Idham, berkecimpung dalam organisasi Konservasi Lingkungan World Wide Fund for Nature (WWF) Indonesia, membuat sosok Idham semakin memperlihatkan kontribusi nyata untuk mendukung kelestarian lingkungan bagi maayarakat Indonesia.

Dikutip dari majalah ACTION Unhas Edisi November 2021, Idham menjelaskan sejak menjadi mahasiswa, dirinya sudah memiliki ketertarikan terhadap berbagai isu lingkungan.

Read More

Hal tersebut juga sejalan dengan prodi Idham di FIKP, dimana pada prodi tersebut diperkenalkan berbagai keanekaragaman hayati, ekosistem, karang, magrove dan lamun.
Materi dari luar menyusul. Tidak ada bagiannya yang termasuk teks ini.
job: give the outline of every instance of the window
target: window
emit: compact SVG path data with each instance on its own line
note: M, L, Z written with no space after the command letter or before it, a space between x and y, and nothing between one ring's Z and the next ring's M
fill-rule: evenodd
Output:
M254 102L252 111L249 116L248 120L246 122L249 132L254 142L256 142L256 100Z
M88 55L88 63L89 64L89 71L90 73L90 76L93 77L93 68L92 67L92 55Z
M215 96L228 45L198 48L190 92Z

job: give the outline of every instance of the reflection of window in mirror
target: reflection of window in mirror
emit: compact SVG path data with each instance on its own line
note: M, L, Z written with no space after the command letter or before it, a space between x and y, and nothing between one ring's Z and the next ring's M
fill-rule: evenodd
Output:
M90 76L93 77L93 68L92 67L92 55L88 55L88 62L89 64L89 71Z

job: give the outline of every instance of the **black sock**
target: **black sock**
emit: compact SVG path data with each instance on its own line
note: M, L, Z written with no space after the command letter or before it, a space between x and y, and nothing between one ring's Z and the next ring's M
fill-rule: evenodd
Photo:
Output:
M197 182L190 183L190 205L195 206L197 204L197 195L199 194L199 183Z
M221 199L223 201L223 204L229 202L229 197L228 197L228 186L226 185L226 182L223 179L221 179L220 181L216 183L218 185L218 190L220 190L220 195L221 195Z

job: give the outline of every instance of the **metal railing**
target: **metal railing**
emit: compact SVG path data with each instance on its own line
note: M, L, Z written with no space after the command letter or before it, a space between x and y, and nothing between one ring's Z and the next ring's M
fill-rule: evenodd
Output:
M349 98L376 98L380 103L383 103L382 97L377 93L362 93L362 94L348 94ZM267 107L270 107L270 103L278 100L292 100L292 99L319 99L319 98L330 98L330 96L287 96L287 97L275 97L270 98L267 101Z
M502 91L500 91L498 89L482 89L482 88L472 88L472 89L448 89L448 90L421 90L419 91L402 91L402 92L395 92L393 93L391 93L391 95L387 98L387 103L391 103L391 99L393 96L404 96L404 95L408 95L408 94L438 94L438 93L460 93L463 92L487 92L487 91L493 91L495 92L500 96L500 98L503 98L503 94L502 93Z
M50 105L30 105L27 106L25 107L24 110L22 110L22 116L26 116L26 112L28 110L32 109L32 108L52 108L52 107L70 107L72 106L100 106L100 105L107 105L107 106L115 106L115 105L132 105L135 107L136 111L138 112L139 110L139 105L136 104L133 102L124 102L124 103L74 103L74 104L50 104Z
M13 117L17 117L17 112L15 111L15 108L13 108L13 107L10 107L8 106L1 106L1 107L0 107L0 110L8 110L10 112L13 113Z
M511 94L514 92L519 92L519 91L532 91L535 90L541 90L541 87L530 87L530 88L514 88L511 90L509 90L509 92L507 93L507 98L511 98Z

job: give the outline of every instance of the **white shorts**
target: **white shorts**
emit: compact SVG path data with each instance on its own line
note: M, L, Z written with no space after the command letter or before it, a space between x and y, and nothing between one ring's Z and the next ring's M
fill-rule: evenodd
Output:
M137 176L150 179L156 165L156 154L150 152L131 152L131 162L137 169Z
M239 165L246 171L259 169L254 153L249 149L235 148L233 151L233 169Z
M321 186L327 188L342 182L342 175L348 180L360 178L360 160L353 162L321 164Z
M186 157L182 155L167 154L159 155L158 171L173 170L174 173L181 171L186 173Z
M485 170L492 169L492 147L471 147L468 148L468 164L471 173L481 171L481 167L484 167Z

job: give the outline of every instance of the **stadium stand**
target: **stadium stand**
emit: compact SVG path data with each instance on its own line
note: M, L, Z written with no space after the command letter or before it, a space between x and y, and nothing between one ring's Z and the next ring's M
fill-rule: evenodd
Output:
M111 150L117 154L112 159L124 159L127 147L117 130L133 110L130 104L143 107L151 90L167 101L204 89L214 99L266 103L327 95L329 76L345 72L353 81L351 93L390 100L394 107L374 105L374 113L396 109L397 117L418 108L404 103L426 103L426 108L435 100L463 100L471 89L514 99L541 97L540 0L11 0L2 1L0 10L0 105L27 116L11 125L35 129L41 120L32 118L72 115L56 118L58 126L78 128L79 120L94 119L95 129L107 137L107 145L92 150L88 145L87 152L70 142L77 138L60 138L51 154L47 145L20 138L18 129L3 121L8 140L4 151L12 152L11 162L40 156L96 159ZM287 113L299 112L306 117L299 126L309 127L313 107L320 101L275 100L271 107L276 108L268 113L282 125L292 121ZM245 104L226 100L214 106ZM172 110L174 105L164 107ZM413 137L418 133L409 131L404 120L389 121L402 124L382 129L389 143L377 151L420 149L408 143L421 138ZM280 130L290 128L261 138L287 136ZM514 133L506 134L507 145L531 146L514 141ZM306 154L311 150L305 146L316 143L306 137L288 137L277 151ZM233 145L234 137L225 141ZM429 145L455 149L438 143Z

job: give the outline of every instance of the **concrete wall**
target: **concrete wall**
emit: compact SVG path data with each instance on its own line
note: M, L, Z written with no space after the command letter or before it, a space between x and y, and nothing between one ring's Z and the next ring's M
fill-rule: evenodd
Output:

“Saat itu saya melihat bahwa ternyata terjadi penurunan kondisi lingkungan, baik itu kerusakan karang, magrove, penangkapan liar hingga pengeboman. Berbagai kondisi tersebut membuat saya tertarik untuk mendalami dan mengetahui apa yang sebenarnya terjadi pada lingkungan kita,” jelas Idham.

Karena memiliki sejumlah karya tulis tentang lingkungan, Idham bisa bergabung dan diterima menjadi bagian dalam WWF Indonesia.

Organisasi konservasi nasional yang mandiri. WWF sendiri merupakan jaringan global, yang mulai bekerja di Indonesia pada tahun 1962 dengan penelitian Badak Jawa di Ujung Kulon. WWF Indonesia saat ini bergiat di 34 wilayah kerja, tepatnya di 18 provinsi mulai dari Aceh hingga Papua.

Sebelum WWF Indonesia, Idham terlibat pada salah satu LSM kehutanan terbesar di Sulawesi yang berfokus pada isu kehutanan yakni SCF (Sulawesi Community Foundation) pada tahun 2012.

Programnya adalah mendorong verifikasi legalitas kayu. Sehingga, kayu yang diproduksi perusahaan meubel adalah kayu yang sifatnya ramah lingkungan.

Idham mengatakan saat ini tantangan terberat dalam upaya konservasi lingkungan dan mitigasi perubahan iklim terletak pada bagaimana menegosiasikan antara lingkungan dan ekonomi.

Pola pikir masyarakat masih cenderung ekonomi dengan isu lingkungan yang masih bersifat marginal. Bukan hanya masyarakat, namun semua kalangan yang melihat bahwa lingkungan merupakan bukan hal yang penting dan masih lebih kuat pertimbangan ekonominya.

“Persoalan lingkungan bisa dibilang masih sekedar promosi, gaya-gayaan dan sebagainya. Padahal ini merupakan masalah kesadaran, gaya dan pandangan hidup. Akan susah berubah kalau pandangan hidupnya yang masih materialistik, boros. Orang peduli lingkungan harusnya sederhana. Peduli lingkungan itu selaras dengan gaya hidup yang sederhana,” tambah Idham.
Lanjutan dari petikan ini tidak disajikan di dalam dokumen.